Over the weekend, the New Orleans Times-Picayune revealed that a federal spending bill contains a substantial sum of money budgeted for the Louisiana Family Forum, apparently for the purpose of combating the teaching of evolution and global warming in public schools. The earmark, inserted by Republican Sen. David Vitter, provides $100,000 to the group for the purpose of “develop[ing] a plan to promote better science education,” but as the newspaper points out, LFF has been a leading advocate of creationism in the state:

The group’s stated mission is to “persuasively present biblical principles in the centers of influence on issues affecting the family through research, communication and networking.” Until recently, its Web site contained a “battle plan to combat evolution,” which called the theory a “dangerous” concept that “has no place in the classroom.” The document was removed after a reporter’s inquiry. …

In 2002, the Louisiana Family Forum unsuccessfully sought to persuade the state Board of Elementary and Secondary Education to insert a five-paragraph disclaimer in all of its science texts challenging the natural science view that life came about by accident and has evolved through the process of natural selection.

The group notched a victory last year when the Ouachita School Board adopted a policy that, without mentioning the Bible or creationism, gave teachers leeway to introduce other views besides those contained in traditional science texts.

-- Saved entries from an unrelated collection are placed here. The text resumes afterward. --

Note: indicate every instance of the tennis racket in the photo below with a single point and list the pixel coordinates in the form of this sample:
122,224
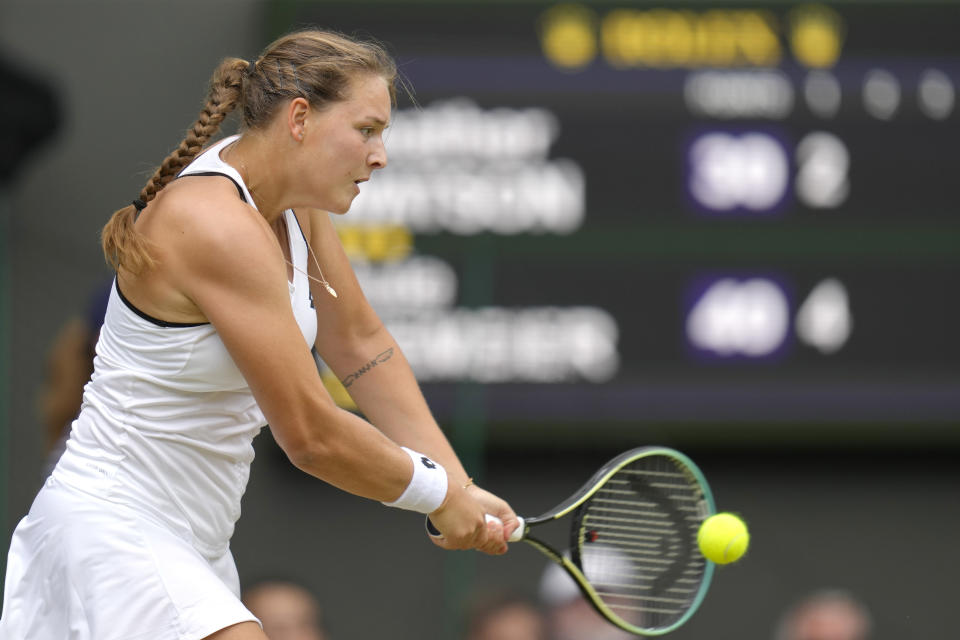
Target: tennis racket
632,536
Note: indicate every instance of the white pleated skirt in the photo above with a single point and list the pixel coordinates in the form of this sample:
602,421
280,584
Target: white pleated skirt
82,568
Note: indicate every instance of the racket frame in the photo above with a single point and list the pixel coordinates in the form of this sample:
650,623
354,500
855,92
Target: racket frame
585,492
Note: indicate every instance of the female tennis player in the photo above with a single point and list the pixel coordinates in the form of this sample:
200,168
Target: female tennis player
228,271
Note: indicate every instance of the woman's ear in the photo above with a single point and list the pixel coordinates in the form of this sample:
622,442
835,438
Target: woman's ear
297,114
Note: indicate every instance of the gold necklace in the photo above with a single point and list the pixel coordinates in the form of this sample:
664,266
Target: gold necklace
322,280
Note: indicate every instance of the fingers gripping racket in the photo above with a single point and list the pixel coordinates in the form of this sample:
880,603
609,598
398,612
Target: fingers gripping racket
633,539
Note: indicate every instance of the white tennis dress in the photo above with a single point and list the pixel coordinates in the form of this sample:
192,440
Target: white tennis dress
129,538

LFF, a “family policy council” affiliated with Focus on the Family, was founded in 1999 by Tony Perkins, before he became president of the Family Research Council and gained national prominence.

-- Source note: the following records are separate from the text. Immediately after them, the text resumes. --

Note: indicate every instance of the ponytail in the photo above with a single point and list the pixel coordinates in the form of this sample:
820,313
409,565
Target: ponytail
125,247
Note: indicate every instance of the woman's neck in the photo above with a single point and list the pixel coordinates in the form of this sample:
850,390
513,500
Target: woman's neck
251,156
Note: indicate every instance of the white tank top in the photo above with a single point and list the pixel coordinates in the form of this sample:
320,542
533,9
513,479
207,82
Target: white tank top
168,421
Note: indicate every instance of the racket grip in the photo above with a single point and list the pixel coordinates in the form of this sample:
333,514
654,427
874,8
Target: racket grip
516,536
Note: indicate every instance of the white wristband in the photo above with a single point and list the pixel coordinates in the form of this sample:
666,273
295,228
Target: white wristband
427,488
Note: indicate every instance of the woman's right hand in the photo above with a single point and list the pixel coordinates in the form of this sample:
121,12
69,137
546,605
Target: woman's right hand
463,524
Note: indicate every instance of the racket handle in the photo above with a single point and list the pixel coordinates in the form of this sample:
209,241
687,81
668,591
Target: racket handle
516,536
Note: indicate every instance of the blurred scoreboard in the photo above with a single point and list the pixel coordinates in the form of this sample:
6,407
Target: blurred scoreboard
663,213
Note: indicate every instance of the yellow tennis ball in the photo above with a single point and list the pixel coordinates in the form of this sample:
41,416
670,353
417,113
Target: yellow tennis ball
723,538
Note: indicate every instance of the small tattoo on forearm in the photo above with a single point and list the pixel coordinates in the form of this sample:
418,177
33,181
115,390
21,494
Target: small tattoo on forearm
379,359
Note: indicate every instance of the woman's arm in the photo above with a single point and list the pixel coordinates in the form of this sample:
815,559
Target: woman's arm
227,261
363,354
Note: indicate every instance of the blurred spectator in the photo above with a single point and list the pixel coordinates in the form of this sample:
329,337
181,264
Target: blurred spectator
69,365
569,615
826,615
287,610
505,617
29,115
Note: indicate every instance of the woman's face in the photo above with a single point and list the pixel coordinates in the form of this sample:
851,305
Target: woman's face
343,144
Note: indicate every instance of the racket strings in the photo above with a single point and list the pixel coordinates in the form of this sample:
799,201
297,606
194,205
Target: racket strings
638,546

Vitter defended the earmark as an “important program” that “helps supplement and support educators and school systems that would like to offer all of the explanations in the study of controversial science topics such as global warming and the life sciences.”

The money in the earmark will pay for a report suggesting “improvements” in science education in Louisiana, the development and distribution of educational materials and an evaluation of the effectiveness of the Ouachita Parish School Board’s 2006 policy that opened the door to biblically inspired teachings in science classes.

Vitter made news this summer when phone records from the “D.C. Madam” showed him to be a customer of a prostitution ring while he served in Congress. While Rev. Gene Mills, director of Louisiana Family Forum, said the $100,000 earmark is “a bit of a surprise,” it’s hard not to notice that Mills has been one of the few voices coming to Vitter’s defense. In this interview, which LFF posted online two weeks, ago, Mills claimed that comparisons with this summer’s other Republican senator involved in a sex scandal—Idaho’s Larry Craig, who was caught in a bathroom solicitation sting—were a matter of the media doing “what it can to smear any of the family values guys.”